Meta-analyses in cholestatic pregnancy: The outstanding clinical questions

Individual participant data meta-analyses in intrahepatic cholestasis of pregnancy

With a prevalence of between 0.5% and 5.6% (depending on population demographics and disease recognition), ¹ historic studies into intrahepatic cholestasis of pregnancy (ICP) have, by necessity, been relatively limited in size. A mechanism to address this can be to combine results from multiple previous studies, weighted in their contribution to the final effect size by the initial population size and outcome spread (confidence interval [CI]) in a standard meta-analysis, following a systematic review of the literature to identify all source data.

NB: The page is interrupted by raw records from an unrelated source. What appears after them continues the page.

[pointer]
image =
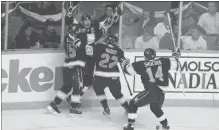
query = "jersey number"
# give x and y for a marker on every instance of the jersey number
(105, 63)
(158, 74)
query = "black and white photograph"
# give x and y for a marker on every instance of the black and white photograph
(109, 65)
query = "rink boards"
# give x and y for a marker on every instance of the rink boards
(33, 77)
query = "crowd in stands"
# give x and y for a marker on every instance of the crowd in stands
(193, 37)
(154, 35)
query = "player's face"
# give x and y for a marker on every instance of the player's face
(109, 11)
(192, 21)
(28, 32)
(212, 8)
(87, 23)
(50, 28)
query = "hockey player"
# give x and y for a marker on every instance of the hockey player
(89, 34)
(72, 73)
(154, 75)
(106, 57)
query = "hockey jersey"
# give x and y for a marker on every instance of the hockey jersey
(92, 34)
(153, 71)
(75, 54)
(106, 57)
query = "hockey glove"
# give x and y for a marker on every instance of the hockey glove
(176, 53)
(125, 62)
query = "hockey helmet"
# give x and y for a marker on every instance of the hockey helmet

Traditionally, systematic reviews and meta-analyses have been considered to provide the most reliable evidence (forming the ‘top layer’ of the pyramid of evidence quality). ² There has been an explosion in the number of systematic reviews and meta-analyses performed over recent years, as the availability of original manuscripts improved with online access and library subscriptions, the functionality of search engines, and systematic review-specific software improved. ³ However, the quality of systematic reviews and meta-analyses is only as good as the source literature from which they take their data, and increasingly the risk of false conclusions being made from biased, or even falsified, work is being recognised. ⁴ Retraction of such articles, when identified, may lead to alternative conclusions being reached. ⁵

Reducing these risks is one benefit of individual participant data meta-analyses (IPD-MA). In an IPD-MA, authors are invited to contribute their individual results from each participant, rather than the summarised results typically presented in published results (e.g., mean, median, outcome rates). Further benefits of this approach are the ability to adjust for differing baseline variables consistently across the cohorts of patients included in all studies; to ensure that outcome definitions remain the same for all studies and to enable the inclusion of patient data collected but not reported in the source literature.

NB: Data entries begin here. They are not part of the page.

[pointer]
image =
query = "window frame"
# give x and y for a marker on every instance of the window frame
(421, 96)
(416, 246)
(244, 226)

Adverse perinatal outcomes

It was, therefore, an IPD-MA that has provided us with the most impactful data upon which evidence for adverse perinatal risks, and therefore management recommendations, has been based. ⁶ This study (Ovadia et al., 2019) reported patient outcomes from 5269 pregnancies, from 25 published and 2 unpublished studies. Data were recovered from 15 countries in five continents, and represented approximately 50% of all reported studies identified through systematic review of the literature. The ‘headline’ finding was the clear demonstration of a bile acid threshold (100 µmol/L – defined as ‘severe’ disease) above which there was an increased risk of stillbirth in singleton pregnancies (prevalence 3.44%, 95% CI 2.05 to 5.37). This was more than 10-fold higher than for patients with peak bile acid concentration below 100 µmol/L, and significantly above background. In contrast, overall stillbirth rates were no higher than population rates for patients whose bile acids never increased above 100 µmol/L.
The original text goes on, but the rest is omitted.